I still love chicken as well as chicken livers, and this pate sounds so good. If I were not married to a vegetarian, I would make it. My son, alas, is 11, and too old to eat real food. For now, anyway. I force a few vegetables down his unwilling throat every day, in the hope he will someday recover the palate he had as a toddler. I blame years of preschool snacks, public school cafeteria food, and "kids' menus".
Kukla
October 11, 2013
I created a vegetarian Pate from quinoa, Green French lentils, Caramelized Vidalia onions and walnuts which taste very much like the very best Chopped Liver does: http://food52.com/recipes/23684
savorthis
October 10, 2013
My dad made it all the time and called it gehachte which is a really satisfying word. His version (and thus mine: http://food52.com/recipes/16812-chicken-liver-pate) uses schmaltz and was chunkier like the one shown above and of course had some chopped egg. But I had read some recipes that blended the pâté until smooth and found that after all those years I preferred it that way. I like your addition of capers and rosemary though and will have to see what the four year old thinks of it.
Veggielover
October 10, 2013
I used to eat and make chicken liver pâté a lot...but now I make a veggie substitute mostly. If I do make with real chicken livers, I only use organic. Good stuff!
savorthis
October 10, 2013
do you make a mushroom pâté? we make this one often- it's amazing: http://www.foodandwine.com/recipes/porcini-and-pecan-pate
Veggielover
October 12, 2013
I make a caramelized onion, walnut and broiled eggplant one:
1 large eggplant- peel, cut into slices and broil
1 cup walnut halves
1 medium white onion - caramelized
4 tablespoons olive oil (divided)
1/4 teaspoon allspice
Salt and black pepper to taste ( I use about 1/2 tsp of each)
puree and done! :)
1 large eggplant- peel, cut into slices and broil
1 cup walnut halves
1 medium white onion - caramelized
4 tablespoons olive oil (divided)
1/4 teaspoon allspice
Salt and black pepper to taste ( I use about 1/2 tsp of each)
puree and done! :)
Veggielover
October 12, 2013
oops!...use some of the oil to caramelize the onions and some to coat the pan to broil and coat the eggplant! :)
ChefJune
October 10, 2013
Of course I will be making this! I almost always have some sort of pate in the house for unexpected guests, or "just us." This one IS quite reminiscent of the Chopped Liver I never questioned growing up. :)
amysarah
October 10, 2013
My mother made lots of terrines, pates and mousses, so it never really put me off. But more to the point - this type of chicken liver pate is a close cousin to classic Jewish chopped liver (made with onion, sauteed in chicken fat or butter, ground up with hard boiled egg and s&p) very commonly served as a nosh before every Seder, or holiday feast.

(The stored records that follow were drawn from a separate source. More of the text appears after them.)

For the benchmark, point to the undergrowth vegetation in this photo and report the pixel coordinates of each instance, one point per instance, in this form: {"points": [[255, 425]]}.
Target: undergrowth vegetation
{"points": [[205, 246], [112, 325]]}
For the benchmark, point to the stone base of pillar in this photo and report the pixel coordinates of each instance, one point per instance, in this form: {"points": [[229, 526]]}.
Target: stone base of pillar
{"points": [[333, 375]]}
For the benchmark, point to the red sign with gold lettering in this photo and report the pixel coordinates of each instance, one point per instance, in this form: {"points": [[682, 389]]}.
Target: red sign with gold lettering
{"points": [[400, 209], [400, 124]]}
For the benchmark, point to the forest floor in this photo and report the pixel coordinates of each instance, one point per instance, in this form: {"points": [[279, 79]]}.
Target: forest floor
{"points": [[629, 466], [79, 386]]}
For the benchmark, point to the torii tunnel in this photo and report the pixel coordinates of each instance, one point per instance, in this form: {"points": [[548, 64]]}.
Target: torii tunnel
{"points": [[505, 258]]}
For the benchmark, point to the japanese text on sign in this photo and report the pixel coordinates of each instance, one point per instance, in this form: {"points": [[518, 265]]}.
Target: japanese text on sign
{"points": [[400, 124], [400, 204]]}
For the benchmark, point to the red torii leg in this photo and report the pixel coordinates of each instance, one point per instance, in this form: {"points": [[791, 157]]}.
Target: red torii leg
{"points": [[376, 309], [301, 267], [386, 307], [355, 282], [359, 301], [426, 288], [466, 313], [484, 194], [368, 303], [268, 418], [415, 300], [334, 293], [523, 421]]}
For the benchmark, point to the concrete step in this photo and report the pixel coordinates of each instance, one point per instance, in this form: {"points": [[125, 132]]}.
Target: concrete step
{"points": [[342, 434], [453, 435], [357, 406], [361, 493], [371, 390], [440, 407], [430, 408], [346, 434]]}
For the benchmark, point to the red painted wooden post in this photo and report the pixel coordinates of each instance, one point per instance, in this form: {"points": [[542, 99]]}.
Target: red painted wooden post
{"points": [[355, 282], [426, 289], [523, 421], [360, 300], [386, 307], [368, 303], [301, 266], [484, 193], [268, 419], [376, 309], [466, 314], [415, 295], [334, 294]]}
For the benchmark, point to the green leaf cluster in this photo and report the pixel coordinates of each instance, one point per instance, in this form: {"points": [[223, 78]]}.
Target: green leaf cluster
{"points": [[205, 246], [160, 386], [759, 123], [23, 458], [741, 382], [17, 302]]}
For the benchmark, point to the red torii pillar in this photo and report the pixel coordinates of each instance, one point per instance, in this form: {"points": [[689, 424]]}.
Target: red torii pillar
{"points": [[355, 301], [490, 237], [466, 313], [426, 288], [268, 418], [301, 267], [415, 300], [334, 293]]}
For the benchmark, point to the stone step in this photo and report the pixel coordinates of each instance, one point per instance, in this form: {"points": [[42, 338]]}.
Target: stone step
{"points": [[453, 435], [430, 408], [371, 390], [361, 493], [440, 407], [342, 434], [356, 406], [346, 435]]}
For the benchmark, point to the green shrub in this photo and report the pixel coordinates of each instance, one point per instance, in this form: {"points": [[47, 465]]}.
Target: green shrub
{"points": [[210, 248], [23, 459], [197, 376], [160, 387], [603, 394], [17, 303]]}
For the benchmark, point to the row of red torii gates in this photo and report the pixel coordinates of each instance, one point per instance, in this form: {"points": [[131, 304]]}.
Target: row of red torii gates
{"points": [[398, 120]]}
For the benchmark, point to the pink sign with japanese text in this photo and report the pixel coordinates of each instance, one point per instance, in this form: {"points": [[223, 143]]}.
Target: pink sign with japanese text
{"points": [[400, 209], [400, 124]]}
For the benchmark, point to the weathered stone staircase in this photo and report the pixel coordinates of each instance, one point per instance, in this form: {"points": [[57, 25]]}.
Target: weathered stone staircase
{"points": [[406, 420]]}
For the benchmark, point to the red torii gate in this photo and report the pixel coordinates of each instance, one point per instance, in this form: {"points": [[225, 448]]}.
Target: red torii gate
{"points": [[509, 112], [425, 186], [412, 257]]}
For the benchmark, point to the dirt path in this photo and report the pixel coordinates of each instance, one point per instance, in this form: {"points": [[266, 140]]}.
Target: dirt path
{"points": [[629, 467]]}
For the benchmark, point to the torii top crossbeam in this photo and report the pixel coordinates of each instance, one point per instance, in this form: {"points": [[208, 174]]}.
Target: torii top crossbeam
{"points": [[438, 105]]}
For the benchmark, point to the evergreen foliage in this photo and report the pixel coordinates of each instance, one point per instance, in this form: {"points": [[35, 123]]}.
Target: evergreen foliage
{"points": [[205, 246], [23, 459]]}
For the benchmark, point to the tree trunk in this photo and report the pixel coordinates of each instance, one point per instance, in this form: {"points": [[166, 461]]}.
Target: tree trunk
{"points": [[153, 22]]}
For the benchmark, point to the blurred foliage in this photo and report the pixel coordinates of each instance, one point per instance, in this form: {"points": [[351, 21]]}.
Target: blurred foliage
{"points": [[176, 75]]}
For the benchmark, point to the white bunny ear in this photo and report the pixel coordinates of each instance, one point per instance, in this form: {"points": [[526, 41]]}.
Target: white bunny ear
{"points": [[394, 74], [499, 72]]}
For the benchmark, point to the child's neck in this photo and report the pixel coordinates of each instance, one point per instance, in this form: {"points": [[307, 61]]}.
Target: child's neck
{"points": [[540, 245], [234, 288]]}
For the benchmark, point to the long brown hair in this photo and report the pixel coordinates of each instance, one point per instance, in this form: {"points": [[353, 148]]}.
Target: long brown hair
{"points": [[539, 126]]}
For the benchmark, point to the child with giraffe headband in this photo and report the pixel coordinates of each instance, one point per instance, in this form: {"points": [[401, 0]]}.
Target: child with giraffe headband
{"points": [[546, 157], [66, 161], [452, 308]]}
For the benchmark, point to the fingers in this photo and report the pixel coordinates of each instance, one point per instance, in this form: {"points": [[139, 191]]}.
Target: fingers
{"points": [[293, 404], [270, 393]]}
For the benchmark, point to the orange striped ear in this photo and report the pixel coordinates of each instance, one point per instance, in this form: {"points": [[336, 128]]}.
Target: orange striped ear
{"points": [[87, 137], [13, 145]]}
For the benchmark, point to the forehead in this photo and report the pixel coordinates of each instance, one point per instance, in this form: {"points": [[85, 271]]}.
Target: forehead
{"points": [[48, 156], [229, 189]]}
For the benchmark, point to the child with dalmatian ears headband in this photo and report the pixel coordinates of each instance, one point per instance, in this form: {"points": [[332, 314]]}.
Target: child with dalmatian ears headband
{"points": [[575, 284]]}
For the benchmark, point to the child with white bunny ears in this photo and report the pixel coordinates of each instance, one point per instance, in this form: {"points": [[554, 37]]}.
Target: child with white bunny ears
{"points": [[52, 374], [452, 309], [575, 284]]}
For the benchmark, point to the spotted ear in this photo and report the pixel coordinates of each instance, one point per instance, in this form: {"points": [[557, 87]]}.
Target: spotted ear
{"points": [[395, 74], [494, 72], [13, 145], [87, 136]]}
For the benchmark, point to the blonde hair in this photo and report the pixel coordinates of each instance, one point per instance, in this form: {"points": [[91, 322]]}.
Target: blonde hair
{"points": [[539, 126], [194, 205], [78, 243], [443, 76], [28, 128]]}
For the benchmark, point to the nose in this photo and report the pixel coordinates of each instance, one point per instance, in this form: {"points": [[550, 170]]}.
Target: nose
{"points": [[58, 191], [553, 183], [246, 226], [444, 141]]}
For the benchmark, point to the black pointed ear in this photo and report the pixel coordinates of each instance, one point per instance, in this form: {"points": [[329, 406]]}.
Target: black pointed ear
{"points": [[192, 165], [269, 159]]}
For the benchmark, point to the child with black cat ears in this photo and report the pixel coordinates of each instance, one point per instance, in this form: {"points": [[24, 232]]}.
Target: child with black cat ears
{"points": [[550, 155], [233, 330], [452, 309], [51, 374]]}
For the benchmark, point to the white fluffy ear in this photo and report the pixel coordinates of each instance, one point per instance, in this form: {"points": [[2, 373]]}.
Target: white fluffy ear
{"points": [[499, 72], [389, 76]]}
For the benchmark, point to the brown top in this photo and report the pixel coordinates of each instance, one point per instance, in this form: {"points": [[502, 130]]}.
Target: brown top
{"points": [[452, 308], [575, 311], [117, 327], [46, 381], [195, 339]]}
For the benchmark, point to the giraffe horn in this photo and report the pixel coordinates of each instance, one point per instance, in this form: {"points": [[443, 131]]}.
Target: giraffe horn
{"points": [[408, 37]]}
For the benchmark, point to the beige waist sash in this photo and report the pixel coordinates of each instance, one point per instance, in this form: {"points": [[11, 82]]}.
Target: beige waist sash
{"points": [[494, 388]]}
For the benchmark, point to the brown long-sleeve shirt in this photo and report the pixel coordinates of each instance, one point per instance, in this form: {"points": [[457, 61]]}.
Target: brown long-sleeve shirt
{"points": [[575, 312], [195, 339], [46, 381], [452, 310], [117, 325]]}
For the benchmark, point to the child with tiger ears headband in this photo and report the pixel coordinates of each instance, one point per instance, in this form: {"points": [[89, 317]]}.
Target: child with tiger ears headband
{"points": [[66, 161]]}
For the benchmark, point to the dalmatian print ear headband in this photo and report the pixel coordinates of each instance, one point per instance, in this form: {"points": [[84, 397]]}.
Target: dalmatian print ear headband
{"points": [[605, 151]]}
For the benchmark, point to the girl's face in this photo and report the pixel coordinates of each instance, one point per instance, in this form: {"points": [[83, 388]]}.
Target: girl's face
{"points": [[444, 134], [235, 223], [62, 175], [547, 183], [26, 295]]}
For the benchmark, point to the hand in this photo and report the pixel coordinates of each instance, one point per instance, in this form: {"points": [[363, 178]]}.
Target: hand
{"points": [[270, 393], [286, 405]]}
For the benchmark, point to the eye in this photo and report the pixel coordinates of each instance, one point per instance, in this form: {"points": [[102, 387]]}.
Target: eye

Maybe my family was weird, but all the kids gobbled it up. We weren't keen on big pieces of liver, but chopped on a Tam Tam cracker at grandma's? Yes, please!
Brette W.
October 16, 2013
I LOVE Tam Tams and my grandparents always stock them at their house! We ate chopped liver and gefilte fish on them too.
Claire F.
October 10, 2013
Sadly, my parents waited until I was about 10 to introduce me to pâté, by which point I knew what it was and wanted no part of it. This didn't change until I started working in restaurants in my twenties — the idea of innards still bothered me, but I reasoned that if I was being encouraged to try expensive foods in a 4-star restaurant, I shouldn't pass up the opportunity. Never tried making it, but this looks good, and I have some unsuspecting toddler nephews I can test it on.
rlouisecull
October 10, 2013
Having grown up a Midwestern child in a family with deep German roots, I did not realize that my beloved Braunschweiger was liverwurst until I was nearly 30... You may have more years than you realize.
Melissa@HomeBaked
October 10, 2013
When we have pâté in the house, I have to hide it from the kids if I'm going to get any. We've been making the Jacques Pepin recipe, but were just the other day talking about finding a more everyday recipe, with a tad less butter. Can't wait to try this!